Affiliate Disclosure
If you buy through our links, we may get a commission. Read our ethics policy.

Google to pay $32.5M as jury sides with Sonos on patent lawsuit

Google has to pay Sonos $32.5 million after a jury sided with the smart speaker producer over claims of patent infringement.

On Friday, a jury reached a verdict on a lawsuit between Google and Sonos involving the alleged violation of patents. The San Francisco court battle resulted in a decision leaning towards Sonos, with Google needing to pay out millions.

The lawsuit, which started with Sonos suing Google in early 2020, had the speaker producer claim Google infringed on its patents for multi-room audio in its own speaker lineup and other devices, reports Law360

The verdict form provided to the jury covers two patents, with the first being the "885 patent" covering simultaneous multi-room audio. For that patent, Google failed to clearly prove the patent was invalid, but at the same time Sonos was able to show Google infringed claim 1 of that patent.

Previously, courts have ruled against Google and determined its older products had infringed. In this particular instance, it was to determine if newer products since that ruling were infringing.

On a second patent, the "966" which deals with using smartphones to control other devices, the jury again insisted that Google wasn't able to prove invalidity for five patent claims. However, Sonos was also not able to successfully prove Google violated those same claims.

For damages, the jury deemed a royalty of $2.30 per unit to be paid by Google to Sonos. At 14 million units, the total sum due to be paid is $32,507,183.40.

Following the lawsuit, Google insisted it was a "narrow dispute about some very specific features that are not commonly used," and focused on there only being one infringing patent. "We have always developed technology independently and competed on the merit of our ideas. We are considering our next steps."

Sonos was more celebratory in its post-court statement, thanking the jury for its time and diligence and in "recognizing the value of Sonos's invention of zone scenes." The verdict "re-affirms that Google is a serial infringer of our patent portfolio," Sonos continued.

"In all, we believe Google infringes more than 200 Sonos patents, and today's damages award, based on one important piece of our portfolio, demonstrates the exceptional value of our intellectual property" the statement followed. "Our goal remains for Google to pay us a fair royalty for the Sonos inventions it has appropriated."

Previously in 2022, the U.S. ITC upheld a ruling that Google had infringed on five Sonos technology patents.



4 Comments

macxpress 16 Years · 5913 comments

Oh Google stealing again...what a surprise! 

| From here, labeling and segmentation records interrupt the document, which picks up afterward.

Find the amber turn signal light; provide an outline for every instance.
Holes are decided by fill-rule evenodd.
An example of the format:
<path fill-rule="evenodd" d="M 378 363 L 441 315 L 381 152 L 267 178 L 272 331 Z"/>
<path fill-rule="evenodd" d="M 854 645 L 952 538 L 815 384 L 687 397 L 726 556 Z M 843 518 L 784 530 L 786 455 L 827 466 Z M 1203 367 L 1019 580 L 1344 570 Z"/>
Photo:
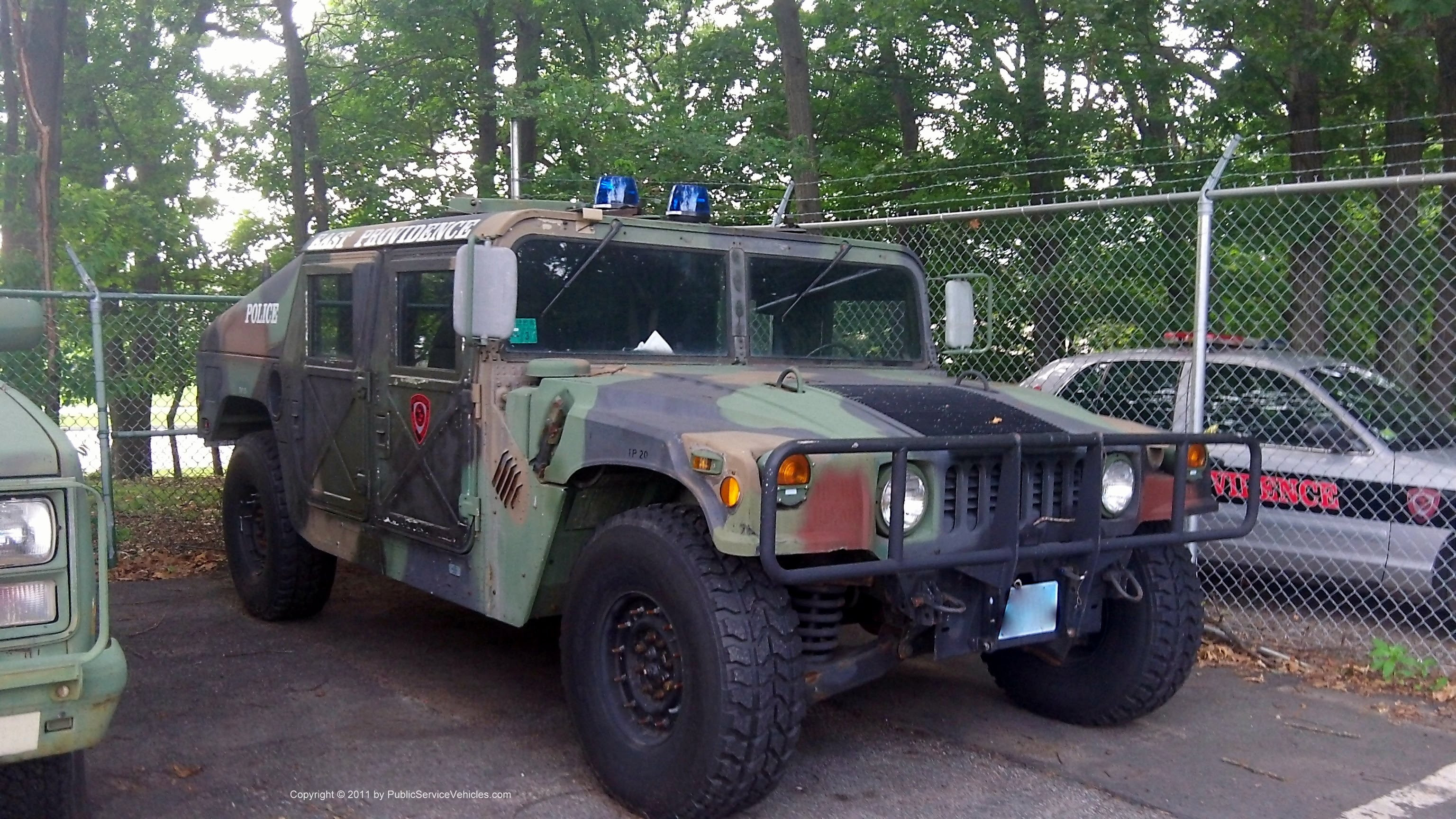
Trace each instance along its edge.
<path fill-rule="evenodd" d="M 1188 468 L 1203 469 L 1208 465 L 1208 447 L 1201 443 L 1188 444 Z"/>
<path fill-rule="evenodd" d="M 791 455 L 779 463 L 779 485 L 780 487 L 802 487 L 810 482 L 810 459 L 808 456 Z"/>
<path fill-rule="evenodd" d="M 738 506 L 738 498 L 743 495 L 743 488 L 738 485 L 738 478 L 728 475 L 724 482 L 718 484 L 718 497 L 722 498 L 724 506 L 732 509 Z"/>

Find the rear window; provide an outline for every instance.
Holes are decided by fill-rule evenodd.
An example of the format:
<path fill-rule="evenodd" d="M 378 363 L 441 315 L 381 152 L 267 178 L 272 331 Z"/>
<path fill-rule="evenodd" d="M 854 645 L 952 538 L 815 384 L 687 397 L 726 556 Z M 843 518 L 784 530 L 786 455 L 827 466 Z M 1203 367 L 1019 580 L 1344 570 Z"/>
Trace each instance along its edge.
<path fill-rule="evenodd" d="M 309 356 L 354 357 L 354 281 L 349 274 L 309 277 Z"/>
<path fill-rule="evenodd" d="M 517 242 L 511 348 L 724 356 L 728 254 L 609 243 Z M 590 264 L 588 264 L 590 262 Z"/>
<path fill-rule="evenodd" d="M 1061 398 L 1114 418 L 1171 430 L 1181 361 L 1102 361 L 1072 376 Z"/>

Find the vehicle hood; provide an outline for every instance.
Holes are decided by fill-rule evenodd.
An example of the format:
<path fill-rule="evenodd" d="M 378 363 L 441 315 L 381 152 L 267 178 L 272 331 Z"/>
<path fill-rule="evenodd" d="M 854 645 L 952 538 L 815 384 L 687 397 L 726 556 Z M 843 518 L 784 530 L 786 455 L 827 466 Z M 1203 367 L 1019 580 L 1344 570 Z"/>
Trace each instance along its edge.
<path fill-rule="evenodd" d="M 0 481 L 61 474 L 63 455 L 76 461 L 76 450 L 60 428 L 15 388 L 0 383 Z"/>
<path fill-rule="evenodd" d="M 588 418 L 658 436 L 753 431 L 786 439 L 1143 433 L 1059 398 L 926 370 L 630 366 L 596 382 Z M 802 385 L 796 379 L 802 377 Z"/>
<path fill-rule="evenodd" d="M 1396 452 L 1395 482 L 1456 490 L 1456 449 Z"/>

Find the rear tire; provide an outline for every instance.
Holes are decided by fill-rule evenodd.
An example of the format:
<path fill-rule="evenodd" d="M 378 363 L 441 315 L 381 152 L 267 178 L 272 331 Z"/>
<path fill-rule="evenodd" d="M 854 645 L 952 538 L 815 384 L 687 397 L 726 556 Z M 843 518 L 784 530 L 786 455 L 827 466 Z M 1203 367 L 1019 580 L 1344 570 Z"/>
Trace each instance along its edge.
<path fill-rule="evenodd" d="M 233 447 L 223 478 L 223 541 L 248 614 L 298 619 L 329 602 L 338 561 L 293 528 L 271 431 L 250 433 Z"/>
<path fill-rule="evenodd" d="M 0 819 L 83 819 L 86 759 L 80 751 L 0 765 Z"/>
<path fill-rule="evenodd" d="M 572 568 L 562 678 L 587 759 L 644 816 L 712 819 L 763 799 L 805 711 L 798 618 L 702 514 L 649 506 L 603 523 Z"/>
<path fill-rule="evenodd" d="M 1450 640 L 1456 637 L 1456 542 L 1450 538 L 1436 555 L 1436 565 L 1431 567 L 1431 590 L 1436 603 L 1437 637 Z"/>
<path fill-rule="evenodd" d="M 1102 631 L 1053 665 L 1010 648 L 984 654 L 1012 702 L 1079 726 L 1115 726 L 1162 707 L 1182 688 L 1203 640 L 1203 589 L 1185 546 L 1134 551 L 1137 603 L 1102 603 Z"/>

plymouthpatsfan 2 Years · 33 comments

this reminds me.. how did they get away with ripping off Java again?

FileMakerFeller 6 Years · 1561 comments

this reminds me.. how did they get away with ripping off Java again?

Because the management of Sun didn't value Java enough and were happy for someone else to deal with the raving open source fans. When Oracle tried to enforce their IP rights they were hamstrung by the fact that Sun hadn't done anything to enforce those rights in the past. The libraries were then deemed by the courts to be copyrightable implementations but the function interfaces were deemed exempt since the vast majority of functions have an intrinsic order of parameters that does not involve creativity.

The Android Open Source Project (AOSP) makes use of this same ruling to provide a programmatically-equivalent version of the Android OS... but they can't implement Google's Play Store code on it because that remains closed-source code. Since the vast majority of apps are on the Google Play store, you need to jump through several hoops as a user to obtain and install apps for a phone with AOSP and you miss out on the security and functionality updates from Google until the AOSP crew can recreate them.

Yet more proof that idealists don't do too well in a capitalist system.

gatorguy 13 Years · 24627 comments

OOOH, sneaky sneaky Sonos, but they were caught. The result is the ruling has been reversed, and the patents declared invalid. 

In the verdict reversal clearing Google of blame "Alsup pointed to evidence from 2014 when Google shared with Sonos a plan to use the the technology in the inventions under dispute, and that the companies considered collaborating but plans never materialized. Even after Google launched their first device in 2015, Sonos waited four years to pursue claims on their invention and then another year until they sold their own competing product."

"Sonos further “sunk any claim of priority” by amending the patents’ specification to add new matter in the midst of litigation, even while telling the patent examiner the inserted content was not new, the court said. “It is wrong that our patent system was used in this way,” Aslup added. He chastised Sonos for punishing an innovator “to enrich a pretender by delay and sleight of hand.”